I have read the manuscript. The experiments themselves are generally fine (some minor issues are described later). However, I have some major concerns with the text itself, which I would like to share with you.

First, the title of the manuscript is “ExlA pore-forming toxin: localization at the bacterial membrane, mechanism of secretion regulation and detection in vivo”. Unfortunately, I did not see even one evidence for regulation of ExlA secretion, not to mention a mechanism of that regulation.

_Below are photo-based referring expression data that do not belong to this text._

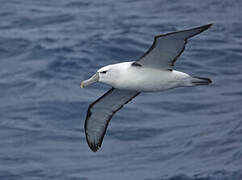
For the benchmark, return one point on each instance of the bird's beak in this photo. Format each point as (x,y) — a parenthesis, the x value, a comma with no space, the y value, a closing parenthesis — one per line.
(93,79)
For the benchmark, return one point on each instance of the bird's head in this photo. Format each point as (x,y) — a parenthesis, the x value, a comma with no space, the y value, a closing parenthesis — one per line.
(99,76)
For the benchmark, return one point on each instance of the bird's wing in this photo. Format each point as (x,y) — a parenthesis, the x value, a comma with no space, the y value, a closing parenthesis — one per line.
(166,48)
(101,111)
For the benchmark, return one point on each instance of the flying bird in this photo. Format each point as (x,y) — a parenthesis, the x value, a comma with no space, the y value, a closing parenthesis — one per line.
(154,71)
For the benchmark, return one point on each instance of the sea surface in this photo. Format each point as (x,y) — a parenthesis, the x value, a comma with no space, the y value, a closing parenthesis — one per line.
(47,47)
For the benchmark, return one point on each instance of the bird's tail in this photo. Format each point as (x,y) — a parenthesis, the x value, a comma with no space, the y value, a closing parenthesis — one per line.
(197,81)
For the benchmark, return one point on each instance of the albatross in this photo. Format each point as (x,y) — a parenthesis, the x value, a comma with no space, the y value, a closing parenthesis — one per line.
(152,72)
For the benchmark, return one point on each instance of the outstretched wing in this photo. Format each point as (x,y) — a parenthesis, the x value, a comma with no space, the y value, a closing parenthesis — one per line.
(167,48)
(101,111)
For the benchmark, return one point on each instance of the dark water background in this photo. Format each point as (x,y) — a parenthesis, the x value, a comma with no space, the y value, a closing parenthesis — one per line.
(47,47)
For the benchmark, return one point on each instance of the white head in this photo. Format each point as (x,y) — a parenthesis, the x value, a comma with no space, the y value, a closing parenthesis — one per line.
(102,75)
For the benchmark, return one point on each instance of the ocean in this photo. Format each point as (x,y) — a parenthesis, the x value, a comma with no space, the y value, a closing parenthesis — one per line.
(48,47)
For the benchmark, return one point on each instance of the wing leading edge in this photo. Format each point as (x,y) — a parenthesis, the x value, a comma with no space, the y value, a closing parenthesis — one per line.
(166,48)
(100,113)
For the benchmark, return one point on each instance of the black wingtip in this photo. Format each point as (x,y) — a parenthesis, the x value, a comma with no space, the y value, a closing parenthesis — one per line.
(94,148)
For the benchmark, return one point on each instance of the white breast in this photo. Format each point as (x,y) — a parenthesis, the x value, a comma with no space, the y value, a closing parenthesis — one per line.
(145,79)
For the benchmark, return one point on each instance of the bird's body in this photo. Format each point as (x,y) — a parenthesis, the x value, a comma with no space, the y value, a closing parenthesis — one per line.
(152,72)
(144,79)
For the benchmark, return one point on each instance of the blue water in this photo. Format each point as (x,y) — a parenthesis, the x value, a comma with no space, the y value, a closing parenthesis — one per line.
(48,47)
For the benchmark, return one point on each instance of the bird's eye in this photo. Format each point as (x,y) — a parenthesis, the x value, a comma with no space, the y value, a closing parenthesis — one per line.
(103,72)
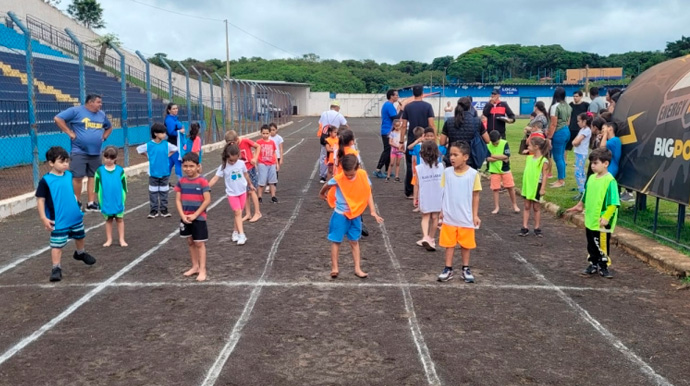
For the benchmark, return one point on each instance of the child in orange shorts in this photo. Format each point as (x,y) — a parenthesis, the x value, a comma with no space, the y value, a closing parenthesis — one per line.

c-di-GMP is a major regulator of P. aeruginosa behavior. In this paper, we show that alteration of c-di-GMP intracellular level modifies ExlA release. We thus conclude, rightly, that c-di-GMP regulates ExlA secretion. We agree with Reviewer 2 when he mentions that we did not determine the regulation mechanism by c-di-GMP. We thus modified the title accordingly.

 

The Results section starts with a description of a development of a sandwich ELISA, the reasoning for developing that assay is not clear until the Discussion. The authors should explain that in detail. This part could be moved to the Supplementary Information, or at least moved to the end of the Results section.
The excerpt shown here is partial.